Sampling Frameworks:
- NE-MCMC: Based on Jarzynski's equality, this method constructs a non-equilibrium Markov chain by interpolating the action parameter $s$ from 0 (Gaussian distribution) to 1 (full Hubbard action). Equilibrium expectation values are recovered via reweighting using the work $W$ performed during the evolution.
- Normalizing Flows (NFs): These are generative models that transform a simple base distribution into the target Boltzmann distribution using a sequence of invertible transformations with tractable Jacobian determinants.
- Stochastic Normalizing Flows (SNFs): This unified framework alternates between deterministic flow transformations and stochastic NE-MCMC updates. This combination aims to leverage the efficient proposal generation of NFs while utilizing the favorable scaling properties of NE-MCMC to correct for ergodicity issues.

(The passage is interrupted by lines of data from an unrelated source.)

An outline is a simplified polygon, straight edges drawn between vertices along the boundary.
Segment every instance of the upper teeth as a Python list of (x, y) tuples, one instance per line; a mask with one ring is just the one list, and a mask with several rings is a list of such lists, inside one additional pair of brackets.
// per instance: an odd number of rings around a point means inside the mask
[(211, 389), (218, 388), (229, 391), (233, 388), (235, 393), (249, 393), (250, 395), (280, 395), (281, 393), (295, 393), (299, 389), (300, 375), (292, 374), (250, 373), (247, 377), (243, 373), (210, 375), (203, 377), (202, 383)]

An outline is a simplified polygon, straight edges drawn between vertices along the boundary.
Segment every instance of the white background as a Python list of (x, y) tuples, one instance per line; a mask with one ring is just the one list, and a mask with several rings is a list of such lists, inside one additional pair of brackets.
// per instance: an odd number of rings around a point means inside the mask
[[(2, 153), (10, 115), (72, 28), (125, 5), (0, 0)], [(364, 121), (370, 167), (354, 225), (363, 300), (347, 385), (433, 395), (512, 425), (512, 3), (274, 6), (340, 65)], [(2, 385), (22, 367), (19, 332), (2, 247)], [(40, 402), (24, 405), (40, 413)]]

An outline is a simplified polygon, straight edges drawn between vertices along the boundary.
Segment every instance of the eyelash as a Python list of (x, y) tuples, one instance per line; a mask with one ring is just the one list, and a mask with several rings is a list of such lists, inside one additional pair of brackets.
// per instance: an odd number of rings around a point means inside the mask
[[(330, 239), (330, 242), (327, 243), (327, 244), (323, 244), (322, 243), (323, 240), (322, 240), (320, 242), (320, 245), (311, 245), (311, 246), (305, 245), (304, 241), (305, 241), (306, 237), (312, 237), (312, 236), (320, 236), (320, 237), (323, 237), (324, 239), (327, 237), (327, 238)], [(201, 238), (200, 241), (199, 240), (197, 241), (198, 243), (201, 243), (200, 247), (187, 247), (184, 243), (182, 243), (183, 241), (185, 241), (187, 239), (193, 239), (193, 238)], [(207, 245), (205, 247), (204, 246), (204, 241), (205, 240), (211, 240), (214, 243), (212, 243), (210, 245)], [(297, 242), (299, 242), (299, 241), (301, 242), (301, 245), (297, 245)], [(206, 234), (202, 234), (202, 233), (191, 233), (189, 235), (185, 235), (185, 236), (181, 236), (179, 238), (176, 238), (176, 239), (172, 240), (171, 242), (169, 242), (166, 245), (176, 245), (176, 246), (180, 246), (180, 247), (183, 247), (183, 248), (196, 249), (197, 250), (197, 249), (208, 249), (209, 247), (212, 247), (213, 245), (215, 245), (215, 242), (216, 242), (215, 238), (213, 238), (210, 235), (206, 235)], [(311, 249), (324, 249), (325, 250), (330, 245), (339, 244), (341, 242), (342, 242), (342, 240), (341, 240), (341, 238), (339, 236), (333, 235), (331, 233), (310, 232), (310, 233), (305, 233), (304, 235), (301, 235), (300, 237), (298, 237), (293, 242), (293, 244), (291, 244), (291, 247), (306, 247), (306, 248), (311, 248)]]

Key Contributions and Results

Algorithmic Improvement for Stability: The paper demonstrates that the proposed $QR$-stabilized sausage formalism maintains numerical precision up to $\beta = 100$ , whereas the unstabilized version fails for $\beta > 10$ . This enables simulations at temperatures relevant to physical systems like graphene at room temperature.
Computational Scaling of the Action: By utilizing the sausage formalism (as opposed to the full fermion matrix), the computational cost is reduced by a factor of $N_t^2$ and memory usage by $N_t$ , where $N_t$ is the number of temporal sites.
Training Scaling of (S)NFs: For a fixed architecture and fixed number of Monte Carlo steps, the training time for both NFs and SNFs exhibits exponential scaling with the spatial lattice extent $N_x$ . The SNF incurs an additional constant overhead due to action evaluations within the training loop.
Sampling Scaling of NE-MCMC: The study confirms that NE-MCMC exhibits approximately linear scaling with the lattice volume. Specifically, to maintain a constant Effective Sample Size (ESS), the number of non-equilibrium steps ( $n_{step}$ ) must scale linearly with the spatial extent $N_x$ . Notably, the sampling efficiency shows no significant dependence on the temporal extent $N_t$ .
Comparative Performance: While NE-MCMC currently offers the most scalable and robust sampling strategy with linear volume scaling, SNFs present a promising hybrid approach. However, under the current fixed-step constraints, SNFs do not yet match the linear scaling of pure NE-MCMC.

Significance and Claims
The paper claims that the combination of $QR$-stabilized action evaluation and the unified SNF framework represents a critical step toward scalable simulations of the Hubbard model. The authors posit that while current SNF implementations with fixed Monte Carlo depth show unfavorable exponential training scaling, the framework is theoretically capable of achieving linear scaling with lattice volume if the number of Monte Carlo steps is allowed to increase with system size. Consequently, SNFs have the potential to become a competitive, fully scalable tool for ergodic sampling in condensed matter physics, provided future work optimizes the scaling of the flow depth and step count. The work establishes a foundation for extending generative modeling to larger lattice volumes and lower temperatures, addressing the specific numerical and ergodicity hurdles inherent to fermionic systems.